Switzerland, a non-EU nation, submitted five commitments to contribute to the UN’s work, including for the Water Convention, set up by the UN Economic Commission for Europe to ensure sustainable use of transboundary water resources.

Lack of ambition 

On March 24, after the Water Action Agenda was adopted, 114 experts from institutions and civil society groups from worldwide wrote to Guterres, stating “grave concern” over a lack of decisive action for water. “We urge you to demonstrate bold leadership to dramatically raise the level of accountability, rigor and ambition within the Conference outcomes to reflect the gravity and urgency of our global water challenges,” they said.

On the 700 commitments, they said, “We fear that their disparate and uncoordinated nature will further fracture an already fragmented sector and occupy political space on water without unlocking substantive progress. As voluntary commitments, they are likely to suffer from woefully low levels of accountability which will conspire against effective delivery.”

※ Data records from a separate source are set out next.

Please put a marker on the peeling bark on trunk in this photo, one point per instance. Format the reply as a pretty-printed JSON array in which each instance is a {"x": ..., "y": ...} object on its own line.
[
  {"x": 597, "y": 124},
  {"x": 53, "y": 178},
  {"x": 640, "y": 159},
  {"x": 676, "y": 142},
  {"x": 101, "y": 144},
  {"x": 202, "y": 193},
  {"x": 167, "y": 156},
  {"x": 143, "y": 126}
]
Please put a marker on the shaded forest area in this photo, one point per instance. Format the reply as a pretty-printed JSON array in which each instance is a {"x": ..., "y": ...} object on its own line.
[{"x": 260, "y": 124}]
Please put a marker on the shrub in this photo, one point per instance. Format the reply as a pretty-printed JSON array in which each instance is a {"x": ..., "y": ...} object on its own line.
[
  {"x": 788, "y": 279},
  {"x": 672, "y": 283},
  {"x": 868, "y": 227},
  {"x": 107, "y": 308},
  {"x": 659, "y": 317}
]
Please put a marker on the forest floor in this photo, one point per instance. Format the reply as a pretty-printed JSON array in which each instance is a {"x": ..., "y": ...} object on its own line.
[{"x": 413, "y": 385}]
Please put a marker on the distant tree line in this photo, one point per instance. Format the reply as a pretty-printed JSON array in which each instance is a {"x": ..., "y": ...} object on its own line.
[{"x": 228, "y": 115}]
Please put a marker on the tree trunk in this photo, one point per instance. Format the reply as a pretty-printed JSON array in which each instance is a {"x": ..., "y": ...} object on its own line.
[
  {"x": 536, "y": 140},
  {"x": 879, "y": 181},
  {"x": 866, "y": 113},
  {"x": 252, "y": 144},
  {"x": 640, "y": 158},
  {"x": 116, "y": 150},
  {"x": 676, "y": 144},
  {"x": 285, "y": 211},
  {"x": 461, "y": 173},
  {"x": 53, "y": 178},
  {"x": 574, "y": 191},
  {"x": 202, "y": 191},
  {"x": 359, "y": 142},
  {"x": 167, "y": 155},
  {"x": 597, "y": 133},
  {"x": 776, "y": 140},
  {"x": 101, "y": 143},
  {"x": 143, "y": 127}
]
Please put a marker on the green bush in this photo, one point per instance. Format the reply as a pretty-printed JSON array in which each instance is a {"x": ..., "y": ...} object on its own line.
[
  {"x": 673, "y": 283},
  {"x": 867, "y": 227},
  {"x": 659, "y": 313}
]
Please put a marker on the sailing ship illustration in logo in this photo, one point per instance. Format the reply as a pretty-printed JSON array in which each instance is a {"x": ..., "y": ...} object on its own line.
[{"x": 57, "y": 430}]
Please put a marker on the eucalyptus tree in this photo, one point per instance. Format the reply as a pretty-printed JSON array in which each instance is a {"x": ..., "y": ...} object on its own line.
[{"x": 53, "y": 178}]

“Trying to solve one of the greatest challenges facing humanity with voluntary commitments and solutions based on half-baked evidence is like taking a knife to a gunfight—it simply is not good enough and represents a betrayal of the world’s poor who bear the brunt of the water crisis,” said Nick Hepworth, executive director of Scotland-based non-profit Water Witness International and a signatory of the letter, at a side event during the conference.

The World Resources Institute, a research non-profit, in an analysis of the commitments, says, “More than 290 commitments submitted to the Water Action Agenda—74 per cent of the total, as of March 18—lacked clear funding targets. Commitments are meaningless without the finance to put them into action.”

Charles Iceland, global director for water at the institute, says only about a third of the pledges were “gamechangers” that would substantially improve the crisis. “I think the voluntary commitments are a good start...Each voluntary commitment has a place where you talk about how much money is available, most of them left that blank.”